Cinematographer Otto Heller constructs some lovely Noir-ish Dutch angles and looming shadows in and around the old British establishment buildings and the ruins of industry. Faces are often bisected or partially obscured to reflect plotting and duplicity, the same job served by Palmer’s iconic glasses. When Caine moves his head slightly, his eyes are obscured by light reflecting off the lenses or the shadows behind them, which I’m sure shots were carefully blocked to exploit. Palmer is reassessing the situation moment to moment and is not easily read. Everyone working in this world of secrets has some of their own and the film’s construction is reinforcing this constantly.
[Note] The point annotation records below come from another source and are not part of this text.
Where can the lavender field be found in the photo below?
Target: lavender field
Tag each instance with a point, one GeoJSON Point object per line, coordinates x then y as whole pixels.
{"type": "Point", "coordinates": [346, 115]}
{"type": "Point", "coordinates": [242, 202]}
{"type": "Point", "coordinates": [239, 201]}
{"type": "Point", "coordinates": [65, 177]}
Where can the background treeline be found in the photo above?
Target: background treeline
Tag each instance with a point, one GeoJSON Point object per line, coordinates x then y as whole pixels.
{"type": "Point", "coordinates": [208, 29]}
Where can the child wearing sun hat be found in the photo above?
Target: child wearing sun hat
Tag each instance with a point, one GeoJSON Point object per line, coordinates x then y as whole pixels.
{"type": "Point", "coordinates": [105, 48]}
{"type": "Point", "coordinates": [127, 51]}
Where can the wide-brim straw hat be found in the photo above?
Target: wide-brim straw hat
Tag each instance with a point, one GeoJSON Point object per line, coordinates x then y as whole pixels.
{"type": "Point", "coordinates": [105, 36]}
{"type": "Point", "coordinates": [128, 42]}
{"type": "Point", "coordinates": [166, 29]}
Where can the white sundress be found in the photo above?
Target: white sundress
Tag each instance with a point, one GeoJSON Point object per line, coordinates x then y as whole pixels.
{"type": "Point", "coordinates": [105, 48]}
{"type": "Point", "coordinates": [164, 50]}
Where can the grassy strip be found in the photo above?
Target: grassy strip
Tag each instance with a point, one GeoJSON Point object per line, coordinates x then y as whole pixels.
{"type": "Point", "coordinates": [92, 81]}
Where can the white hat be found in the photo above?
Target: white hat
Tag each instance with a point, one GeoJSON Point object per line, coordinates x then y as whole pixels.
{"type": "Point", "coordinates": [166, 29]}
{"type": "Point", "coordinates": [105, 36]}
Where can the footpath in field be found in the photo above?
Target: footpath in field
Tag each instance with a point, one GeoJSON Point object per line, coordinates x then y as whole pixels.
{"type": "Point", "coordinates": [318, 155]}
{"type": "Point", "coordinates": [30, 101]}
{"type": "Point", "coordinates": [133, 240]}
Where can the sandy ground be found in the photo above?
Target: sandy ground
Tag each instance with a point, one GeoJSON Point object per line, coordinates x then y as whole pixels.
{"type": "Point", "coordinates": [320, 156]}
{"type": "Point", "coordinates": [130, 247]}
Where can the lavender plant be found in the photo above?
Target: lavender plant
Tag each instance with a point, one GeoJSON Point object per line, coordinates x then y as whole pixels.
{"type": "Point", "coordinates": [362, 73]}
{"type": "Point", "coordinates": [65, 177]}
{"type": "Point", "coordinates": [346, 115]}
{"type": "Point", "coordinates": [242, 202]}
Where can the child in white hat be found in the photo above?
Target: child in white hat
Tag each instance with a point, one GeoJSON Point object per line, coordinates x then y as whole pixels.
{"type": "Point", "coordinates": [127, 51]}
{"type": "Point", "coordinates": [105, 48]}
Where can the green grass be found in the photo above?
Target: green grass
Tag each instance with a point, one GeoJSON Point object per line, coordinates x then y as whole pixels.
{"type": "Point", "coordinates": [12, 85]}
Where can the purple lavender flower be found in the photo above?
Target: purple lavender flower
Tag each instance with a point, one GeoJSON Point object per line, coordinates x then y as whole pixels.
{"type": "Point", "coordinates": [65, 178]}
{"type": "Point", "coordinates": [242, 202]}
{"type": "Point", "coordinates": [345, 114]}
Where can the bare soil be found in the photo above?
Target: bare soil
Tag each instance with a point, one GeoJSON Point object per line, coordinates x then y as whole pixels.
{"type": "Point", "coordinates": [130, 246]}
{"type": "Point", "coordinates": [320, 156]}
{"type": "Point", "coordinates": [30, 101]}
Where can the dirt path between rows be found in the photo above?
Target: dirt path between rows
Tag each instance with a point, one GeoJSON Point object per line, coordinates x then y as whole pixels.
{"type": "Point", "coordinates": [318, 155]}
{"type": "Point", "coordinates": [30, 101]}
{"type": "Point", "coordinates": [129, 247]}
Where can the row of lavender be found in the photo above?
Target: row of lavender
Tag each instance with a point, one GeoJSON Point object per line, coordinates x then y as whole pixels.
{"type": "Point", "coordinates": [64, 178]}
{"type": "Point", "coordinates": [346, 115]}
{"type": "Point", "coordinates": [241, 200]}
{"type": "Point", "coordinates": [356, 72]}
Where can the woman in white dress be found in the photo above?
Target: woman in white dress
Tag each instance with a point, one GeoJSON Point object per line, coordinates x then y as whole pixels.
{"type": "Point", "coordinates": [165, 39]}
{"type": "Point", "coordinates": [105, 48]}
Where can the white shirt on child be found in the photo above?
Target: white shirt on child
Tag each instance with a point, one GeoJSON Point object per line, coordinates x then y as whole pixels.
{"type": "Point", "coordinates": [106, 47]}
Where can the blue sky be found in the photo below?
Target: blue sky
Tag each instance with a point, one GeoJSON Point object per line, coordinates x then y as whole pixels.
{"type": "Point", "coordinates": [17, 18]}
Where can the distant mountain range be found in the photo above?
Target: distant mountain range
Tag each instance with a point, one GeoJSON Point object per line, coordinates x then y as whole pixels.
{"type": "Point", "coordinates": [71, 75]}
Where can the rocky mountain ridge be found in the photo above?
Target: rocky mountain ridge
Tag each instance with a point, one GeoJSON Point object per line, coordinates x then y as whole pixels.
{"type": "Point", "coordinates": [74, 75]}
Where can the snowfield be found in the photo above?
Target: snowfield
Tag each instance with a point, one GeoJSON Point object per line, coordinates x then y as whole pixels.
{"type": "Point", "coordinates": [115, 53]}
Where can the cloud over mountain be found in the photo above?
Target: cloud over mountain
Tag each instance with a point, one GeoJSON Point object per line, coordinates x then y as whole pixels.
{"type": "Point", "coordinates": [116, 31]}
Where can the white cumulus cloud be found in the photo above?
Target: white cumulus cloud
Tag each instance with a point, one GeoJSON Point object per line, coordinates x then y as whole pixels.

This world feels more worn and lived in. Rather than the shiny toys of Q Branch, this film’s spy quartermaster works out of what looks like a metalwork classroom in the back of a government building. Without gadgets and unlimited resources, these secret agents have to rely on their wits and their willingness to fight dirty. There’s no real glamour to this world of espionage either, as Palmer’s fellow spy Jock points out to his dismay at the amount of paperwork involved, “You’ll soon find out this job is all legwork”.
The film’s two biggest action scenes are a fist fight viewed through the other side of a telephone box and a POV shot of a Jeep driving through a warehouse door. Aside from a brief armed standoff in a multistory car park, that’s it for high-octane action and it’s so refreshing to rely on atmosphere and a slow tension build for your spy movie’s thrills.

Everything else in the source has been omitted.